Phenotypic conversion of peripheral NKCs (pNKCs) to uterine NKCs (uNKCs)

NKCs provide the first line of defense of the mIIS against transplanted semi-allogenic cells, tumor cells, and cells infected with bacteria or viruses.89–95 Cytotoxic materials are delivered from NKCs to adverse target cells via a cellular structure known as an immune synapse that is composed of microscopic nanotubes.96–98 Chemokines and cytokines are secreted by the implanting embryo, resulting in the recruitment of maternal pNKCs (CD56dimCD16+).99 These pNKCs under the direct influence of progesterone undergo a phenotypical conversion to uNKCs (CD56brightCD16−) and regulate embryo development.100–102 This conversion appears to be controlled by the trophoblast secretion of tumor growth factor-beta into the local environment of the decidua.94,103 Furthermore, chorionic gonadotrophin (hCG), secreted by the preimplantation developing embryo within the fallopian tube, contributes to maternal immunotolerance by regulating the Fas-Fas ligand system.104 Also, hCG is a stimulator of uNKC proliferation.103,105 The phenotypical uNKCs are crucial for the secretion of angiogenic factors, such as vascular endothelial growth factor for the remodeling of the vasculature of the spiral arteries in formation of the placenta.106–108 Low-dose mifepristone has been shown to act as an anti- implantation drug by causing a dysregulation of uNKCs during implantation. 3 Progesterone suppression of tumor necrosis factor α, IL-1β, and IL-12 is prevented by mifepristone.3,109 It is postulated that ulipristal also acts in a similar manner to mifepristone in causing a dysregulation of uNKCs, resulting in the destruction of the embryo by NKCs.

Summary

The mechanism of action of a low-dose ulipristal (30 mg) as an EC has been attributed exclusively to the delaying of ovulation by 5 days. This particular mechanism of action occurs when both unprotected intercourse and the administration of ulipristal occur within the fertile window.
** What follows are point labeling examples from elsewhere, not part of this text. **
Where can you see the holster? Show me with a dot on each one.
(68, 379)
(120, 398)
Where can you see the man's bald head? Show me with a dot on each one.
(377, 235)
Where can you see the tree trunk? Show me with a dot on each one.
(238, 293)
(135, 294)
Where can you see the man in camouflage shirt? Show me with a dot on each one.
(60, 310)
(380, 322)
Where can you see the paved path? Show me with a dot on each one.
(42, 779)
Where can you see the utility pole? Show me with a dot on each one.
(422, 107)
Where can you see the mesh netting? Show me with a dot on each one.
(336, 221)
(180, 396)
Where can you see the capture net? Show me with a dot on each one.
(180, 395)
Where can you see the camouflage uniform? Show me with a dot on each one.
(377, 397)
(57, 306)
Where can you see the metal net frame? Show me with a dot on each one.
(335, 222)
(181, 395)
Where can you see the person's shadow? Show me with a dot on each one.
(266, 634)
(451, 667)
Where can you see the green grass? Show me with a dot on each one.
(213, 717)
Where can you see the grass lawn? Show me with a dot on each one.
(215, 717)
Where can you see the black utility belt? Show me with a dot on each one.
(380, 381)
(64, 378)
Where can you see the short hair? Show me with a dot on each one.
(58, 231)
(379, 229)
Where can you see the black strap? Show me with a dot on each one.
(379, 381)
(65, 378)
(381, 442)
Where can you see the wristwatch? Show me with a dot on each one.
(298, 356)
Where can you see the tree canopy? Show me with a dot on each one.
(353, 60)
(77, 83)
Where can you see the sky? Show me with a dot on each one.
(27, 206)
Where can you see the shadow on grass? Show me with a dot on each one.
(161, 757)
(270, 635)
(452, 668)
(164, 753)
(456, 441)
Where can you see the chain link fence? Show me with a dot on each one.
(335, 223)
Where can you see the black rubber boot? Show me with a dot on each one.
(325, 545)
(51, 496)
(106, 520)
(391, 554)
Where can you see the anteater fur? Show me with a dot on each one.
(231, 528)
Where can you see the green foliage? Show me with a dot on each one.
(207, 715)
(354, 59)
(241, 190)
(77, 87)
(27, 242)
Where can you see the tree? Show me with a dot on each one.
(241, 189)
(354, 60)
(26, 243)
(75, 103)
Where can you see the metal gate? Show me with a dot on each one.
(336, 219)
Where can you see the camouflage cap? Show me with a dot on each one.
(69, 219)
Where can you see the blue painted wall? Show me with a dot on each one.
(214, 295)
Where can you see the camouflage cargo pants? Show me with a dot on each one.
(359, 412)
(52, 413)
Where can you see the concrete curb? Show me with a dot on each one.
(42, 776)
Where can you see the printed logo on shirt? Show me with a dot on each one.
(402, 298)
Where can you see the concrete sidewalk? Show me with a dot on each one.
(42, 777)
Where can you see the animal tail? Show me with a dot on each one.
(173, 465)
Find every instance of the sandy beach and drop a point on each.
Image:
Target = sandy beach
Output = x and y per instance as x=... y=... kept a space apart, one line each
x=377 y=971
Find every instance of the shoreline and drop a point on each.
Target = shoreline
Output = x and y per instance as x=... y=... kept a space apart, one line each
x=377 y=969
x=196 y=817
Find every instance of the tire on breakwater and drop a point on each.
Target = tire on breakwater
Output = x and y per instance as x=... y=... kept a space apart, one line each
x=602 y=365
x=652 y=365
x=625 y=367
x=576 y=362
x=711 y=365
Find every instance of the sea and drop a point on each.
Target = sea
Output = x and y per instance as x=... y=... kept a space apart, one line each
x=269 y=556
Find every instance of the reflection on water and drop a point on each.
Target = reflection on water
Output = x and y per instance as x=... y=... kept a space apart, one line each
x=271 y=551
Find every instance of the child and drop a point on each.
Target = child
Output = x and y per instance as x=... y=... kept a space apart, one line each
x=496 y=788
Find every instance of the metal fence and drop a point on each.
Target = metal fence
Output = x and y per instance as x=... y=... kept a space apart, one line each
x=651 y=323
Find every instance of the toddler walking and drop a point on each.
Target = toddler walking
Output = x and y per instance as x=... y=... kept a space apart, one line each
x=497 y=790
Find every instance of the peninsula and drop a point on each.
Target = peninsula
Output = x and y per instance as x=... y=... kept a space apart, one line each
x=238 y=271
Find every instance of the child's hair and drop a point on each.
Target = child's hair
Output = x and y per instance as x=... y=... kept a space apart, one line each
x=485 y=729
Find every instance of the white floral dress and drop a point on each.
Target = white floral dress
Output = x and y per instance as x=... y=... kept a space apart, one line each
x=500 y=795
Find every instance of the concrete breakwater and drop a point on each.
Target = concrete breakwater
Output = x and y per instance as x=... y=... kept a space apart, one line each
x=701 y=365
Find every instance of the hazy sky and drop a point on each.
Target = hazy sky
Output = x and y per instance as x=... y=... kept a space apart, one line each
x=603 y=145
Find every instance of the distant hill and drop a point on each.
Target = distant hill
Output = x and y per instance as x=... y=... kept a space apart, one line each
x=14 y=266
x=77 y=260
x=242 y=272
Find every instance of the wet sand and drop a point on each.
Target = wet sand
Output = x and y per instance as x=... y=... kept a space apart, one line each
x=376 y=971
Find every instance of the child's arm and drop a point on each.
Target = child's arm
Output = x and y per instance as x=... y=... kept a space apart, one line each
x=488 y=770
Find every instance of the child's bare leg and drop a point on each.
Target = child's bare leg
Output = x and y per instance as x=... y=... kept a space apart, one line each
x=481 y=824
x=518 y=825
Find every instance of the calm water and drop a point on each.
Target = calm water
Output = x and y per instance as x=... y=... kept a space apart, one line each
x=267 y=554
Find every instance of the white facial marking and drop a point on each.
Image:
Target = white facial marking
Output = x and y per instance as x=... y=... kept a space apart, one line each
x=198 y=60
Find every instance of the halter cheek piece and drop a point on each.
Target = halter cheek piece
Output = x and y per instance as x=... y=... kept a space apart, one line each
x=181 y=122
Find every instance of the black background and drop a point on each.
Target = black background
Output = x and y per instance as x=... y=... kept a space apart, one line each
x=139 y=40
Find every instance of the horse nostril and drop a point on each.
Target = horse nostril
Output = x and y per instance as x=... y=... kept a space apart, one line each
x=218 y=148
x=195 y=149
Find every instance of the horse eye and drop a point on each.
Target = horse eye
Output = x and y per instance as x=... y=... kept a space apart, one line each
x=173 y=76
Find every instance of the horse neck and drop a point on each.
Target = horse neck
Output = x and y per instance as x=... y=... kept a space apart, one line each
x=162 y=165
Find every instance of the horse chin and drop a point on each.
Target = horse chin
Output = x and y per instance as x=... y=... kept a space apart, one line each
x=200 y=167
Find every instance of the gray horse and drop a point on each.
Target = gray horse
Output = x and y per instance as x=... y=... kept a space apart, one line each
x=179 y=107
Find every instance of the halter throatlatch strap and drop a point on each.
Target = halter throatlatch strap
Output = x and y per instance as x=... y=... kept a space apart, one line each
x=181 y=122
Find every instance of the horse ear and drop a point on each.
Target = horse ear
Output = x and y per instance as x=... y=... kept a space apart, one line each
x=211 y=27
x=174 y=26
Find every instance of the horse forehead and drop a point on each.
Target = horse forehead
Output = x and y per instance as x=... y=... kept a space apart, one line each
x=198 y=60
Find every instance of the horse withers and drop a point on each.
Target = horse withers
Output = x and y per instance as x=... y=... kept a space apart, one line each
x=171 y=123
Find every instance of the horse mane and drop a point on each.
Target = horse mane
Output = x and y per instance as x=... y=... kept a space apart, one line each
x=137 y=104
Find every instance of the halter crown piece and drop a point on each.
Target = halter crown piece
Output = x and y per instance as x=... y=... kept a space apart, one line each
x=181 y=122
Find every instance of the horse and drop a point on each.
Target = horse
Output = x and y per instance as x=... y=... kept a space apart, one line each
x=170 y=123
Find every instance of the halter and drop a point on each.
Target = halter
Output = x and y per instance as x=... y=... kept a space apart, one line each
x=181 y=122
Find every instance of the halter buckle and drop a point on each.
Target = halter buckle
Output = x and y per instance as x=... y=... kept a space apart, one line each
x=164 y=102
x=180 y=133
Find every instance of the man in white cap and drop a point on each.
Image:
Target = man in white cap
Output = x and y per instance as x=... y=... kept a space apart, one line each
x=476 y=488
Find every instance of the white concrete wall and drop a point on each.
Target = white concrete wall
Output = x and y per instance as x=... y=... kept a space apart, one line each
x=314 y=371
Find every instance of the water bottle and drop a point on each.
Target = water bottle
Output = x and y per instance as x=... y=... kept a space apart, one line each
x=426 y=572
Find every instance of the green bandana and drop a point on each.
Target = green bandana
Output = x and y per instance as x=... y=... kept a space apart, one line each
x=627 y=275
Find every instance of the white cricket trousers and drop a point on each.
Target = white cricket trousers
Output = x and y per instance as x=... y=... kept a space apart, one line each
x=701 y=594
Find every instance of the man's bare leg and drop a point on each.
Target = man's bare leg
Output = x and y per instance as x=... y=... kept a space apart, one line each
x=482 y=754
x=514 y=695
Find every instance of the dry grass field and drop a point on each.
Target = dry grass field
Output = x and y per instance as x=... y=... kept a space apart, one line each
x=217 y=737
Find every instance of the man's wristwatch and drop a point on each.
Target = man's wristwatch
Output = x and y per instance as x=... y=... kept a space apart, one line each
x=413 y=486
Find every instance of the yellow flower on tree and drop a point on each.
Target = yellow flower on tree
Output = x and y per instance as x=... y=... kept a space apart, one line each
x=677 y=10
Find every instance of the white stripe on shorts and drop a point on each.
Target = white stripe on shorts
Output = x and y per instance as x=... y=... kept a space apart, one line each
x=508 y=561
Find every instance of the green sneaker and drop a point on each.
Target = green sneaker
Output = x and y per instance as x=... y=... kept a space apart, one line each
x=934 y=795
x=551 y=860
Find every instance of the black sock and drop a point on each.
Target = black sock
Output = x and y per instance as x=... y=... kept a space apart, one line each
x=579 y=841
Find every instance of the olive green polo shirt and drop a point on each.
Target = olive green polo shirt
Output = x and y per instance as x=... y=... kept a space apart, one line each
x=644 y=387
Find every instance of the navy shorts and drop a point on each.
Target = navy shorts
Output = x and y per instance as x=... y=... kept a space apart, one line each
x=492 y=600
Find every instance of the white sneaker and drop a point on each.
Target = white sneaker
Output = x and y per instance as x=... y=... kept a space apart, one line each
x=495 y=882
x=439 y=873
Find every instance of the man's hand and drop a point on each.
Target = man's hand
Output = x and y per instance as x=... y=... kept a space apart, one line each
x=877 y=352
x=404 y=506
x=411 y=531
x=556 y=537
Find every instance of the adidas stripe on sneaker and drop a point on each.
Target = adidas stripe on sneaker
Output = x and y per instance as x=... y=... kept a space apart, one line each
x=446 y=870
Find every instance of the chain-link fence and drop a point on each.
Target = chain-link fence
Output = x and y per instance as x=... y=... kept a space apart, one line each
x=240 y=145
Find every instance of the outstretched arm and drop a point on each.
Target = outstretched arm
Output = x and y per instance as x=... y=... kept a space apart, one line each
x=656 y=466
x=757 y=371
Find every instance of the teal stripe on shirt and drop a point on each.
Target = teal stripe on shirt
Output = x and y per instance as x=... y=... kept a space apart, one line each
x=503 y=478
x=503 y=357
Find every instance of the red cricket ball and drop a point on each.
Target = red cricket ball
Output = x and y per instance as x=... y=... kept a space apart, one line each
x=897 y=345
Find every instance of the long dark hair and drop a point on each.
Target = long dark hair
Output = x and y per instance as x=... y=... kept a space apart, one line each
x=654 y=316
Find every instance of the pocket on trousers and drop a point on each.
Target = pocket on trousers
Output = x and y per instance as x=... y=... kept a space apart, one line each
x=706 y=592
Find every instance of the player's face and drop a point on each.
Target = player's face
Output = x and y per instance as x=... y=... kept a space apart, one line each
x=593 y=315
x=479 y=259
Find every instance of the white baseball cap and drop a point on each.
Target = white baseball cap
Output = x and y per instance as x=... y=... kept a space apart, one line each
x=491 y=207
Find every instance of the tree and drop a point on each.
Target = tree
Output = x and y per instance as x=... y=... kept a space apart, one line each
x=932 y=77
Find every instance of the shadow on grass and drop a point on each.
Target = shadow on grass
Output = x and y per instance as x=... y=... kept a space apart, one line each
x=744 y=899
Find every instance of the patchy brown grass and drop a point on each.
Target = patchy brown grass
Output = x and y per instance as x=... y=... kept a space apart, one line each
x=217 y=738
However, a single low dose of ulipristal has a placebo effect when both unprotected intercourse and the administration of ulipristal occurs more than 24 hours after ovulation. Furthermore, when unprotected intercourse occurs during the fertile window and the administration of ulipristal occurs after ovulation, then ulipristal exerts an abortifacient action. It is proposed that the mIIS is responsible for the destruction of the implanting embryo via a host-versus-graft reaction involving ulipristal interference with EPF, PIBF, and decidual NKCs within the mIIS.

Datasources

MEDLINE, PubMed, and Google Scholar databases were searched (1980–June 2011). Key search terms were: progesterone, ulipristal, mifepristone, emergency contraceptives, early pregnancy factor, progesterone induced blocking factor, uterine natural killer cells, and pregnancy immunosuppression. Search of the literature was limited to the English language.